Ce livre débute de la manière la plus classique qui soit : par un lever de soleil décrit façon Pratchett. Technique, et en même temps, absurde, burlesque. À l’instar du premier tome, l’auteur reprend ce qui a fait sa réussite mais sans pour autant m’interpeller comme lors de notre première rencontre. Puis, au bout de quelques pages, je me rends compte qu’il y a un truc qui manque. Je retourne en arrière, je feuillette, et l’évidence me saute au yeux : il n’y a pas de chapitre! Après avoir navigué dans le livre en long et en large, cela se confirme et pour le coup je suis surpris, voire contrarié. Je ne crois pas avoir lu beaucoup d’œuvres avec ce type de découpage, où juste un saut de ligne permet de changer de décor ou de situation. Cela ne facilite pas l’immersion je trouve, ni l’envie de tourner les pages. Des auteurs comme Stephen King, Robin Hobb, G.R.R Martin ou encore Maxime Chattam savent le faire avec une petite phrase accrocheuse en fin de chapitre, qui vous précipite en avant dans l’histoire.
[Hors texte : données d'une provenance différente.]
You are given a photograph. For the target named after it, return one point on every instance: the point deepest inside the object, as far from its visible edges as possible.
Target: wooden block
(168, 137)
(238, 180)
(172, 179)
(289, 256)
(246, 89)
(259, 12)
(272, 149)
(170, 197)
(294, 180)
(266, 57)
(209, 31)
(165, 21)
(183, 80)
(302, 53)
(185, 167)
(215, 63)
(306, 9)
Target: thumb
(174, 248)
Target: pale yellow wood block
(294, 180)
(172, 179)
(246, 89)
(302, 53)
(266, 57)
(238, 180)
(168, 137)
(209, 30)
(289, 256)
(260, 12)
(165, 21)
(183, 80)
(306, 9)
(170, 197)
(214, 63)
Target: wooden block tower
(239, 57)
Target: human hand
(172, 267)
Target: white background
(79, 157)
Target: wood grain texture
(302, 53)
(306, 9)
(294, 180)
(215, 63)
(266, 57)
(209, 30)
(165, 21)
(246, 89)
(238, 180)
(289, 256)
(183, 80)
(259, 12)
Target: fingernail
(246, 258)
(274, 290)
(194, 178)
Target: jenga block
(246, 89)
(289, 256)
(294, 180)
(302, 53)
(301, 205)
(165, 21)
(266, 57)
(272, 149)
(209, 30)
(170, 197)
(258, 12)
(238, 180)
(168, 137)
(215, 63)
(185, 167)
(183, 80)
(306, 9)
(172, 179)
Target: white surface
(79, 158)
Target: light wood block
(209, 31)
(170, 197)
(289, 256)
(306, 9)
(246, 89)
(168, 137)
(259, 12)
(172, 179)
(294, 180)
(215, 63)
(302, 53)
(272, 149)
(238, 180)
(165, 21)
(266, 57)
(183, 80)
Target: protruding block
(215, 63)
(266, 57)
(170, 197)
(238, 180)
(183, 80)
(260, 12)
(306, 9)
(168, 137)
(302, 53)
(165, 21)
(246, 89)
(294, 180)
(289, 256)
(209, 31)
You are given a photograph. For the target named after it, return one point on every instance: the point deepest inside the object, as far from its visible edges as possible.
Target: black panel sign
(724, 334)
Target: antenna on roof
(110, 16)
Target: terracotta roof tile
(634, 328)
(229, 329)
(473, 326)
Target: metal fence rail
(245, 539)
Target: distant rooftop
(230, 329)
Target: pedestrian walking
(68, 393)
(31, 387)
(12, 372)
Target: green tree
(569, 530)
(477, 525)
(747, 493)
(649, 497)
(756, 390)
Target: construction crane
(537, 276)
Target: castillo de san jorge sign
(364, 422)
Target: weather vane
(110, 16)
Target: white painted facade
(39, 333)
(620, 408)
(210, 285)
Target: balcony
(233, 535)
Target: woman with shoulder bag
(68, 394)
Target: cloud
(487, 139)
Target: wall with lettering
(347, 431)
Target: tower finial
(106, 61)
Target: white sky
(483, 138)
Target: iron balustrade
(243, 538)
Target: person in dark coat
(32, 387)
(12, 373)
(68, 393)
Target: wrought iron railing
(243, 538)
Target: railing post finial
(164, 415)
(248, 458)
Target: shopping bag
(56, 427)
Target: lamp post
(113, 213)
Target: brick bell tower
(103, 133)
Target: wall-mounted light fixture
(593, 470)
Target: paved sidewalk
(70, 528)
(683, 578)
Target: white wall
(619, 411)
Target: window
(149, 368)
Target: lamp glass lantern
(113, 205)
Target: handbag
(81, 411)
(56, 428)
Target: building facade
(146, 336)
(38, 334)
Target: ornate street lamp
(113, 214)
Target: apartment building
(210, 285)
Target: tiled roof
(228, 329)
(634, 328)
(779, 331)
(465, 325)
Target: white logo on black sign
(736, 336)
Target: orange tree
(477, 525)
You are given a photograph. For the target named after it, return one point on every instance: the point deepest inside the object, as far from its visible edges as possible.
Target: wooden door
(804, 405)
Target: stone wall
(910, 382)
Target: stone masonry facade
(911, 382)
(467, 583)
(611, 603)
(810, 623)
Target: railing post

Grâce à un formidable Deus ex machina, totalement plausible dans le monde de Pratchett, nous retrouvons donc Deuxfleurs, Rincevent, et le Bagage pour de nouvelles aventures. Un fil conducteur sur la fin du monde est censé nous tenir en haleine tout le long du récit, mais, dans mon cas, cela  s’est essoufflé vers la soixante-quinzième page lors de ma première lecture. Les sauts de situations géographico-temporelles un peu à l’arrache,  les changements de personnages, et le manque d’indice sur la situation initiale qui porte à croire que la fin du Disque-Monde est proche, ont eu raison de ma patience et de mon intérêt pour le livre.

J’ai pour habitude de toujours finir mes livres, il m’arrive parfois de les poser, de les mettre de coté et d’y revenir plus tard, mais rarement de ne plus les ouvrir. Ce fut le cas pour ce Huitième Sortilège : je l’ai posé, j’ai finis la saga Autre-Monde, j’ai lu encore un ou deux autres romans, puis je l’ai repris. Ce fut difficile tant la linéarité de la narration n’est pas dans les habitudes de l’auteur. Il digresse souvent, nous emmenant dans des considérations très éloignées de son sujet. Ce ressort narratif, très agréable au début, s’essouffle au fil de la lecture, car il le répète tellement souvent qu’on finit par deviner son propos, et il n’amuse plus du tout. Quoiqu’il en soit, en une après-midi, j’ai enfin terminé ce volume.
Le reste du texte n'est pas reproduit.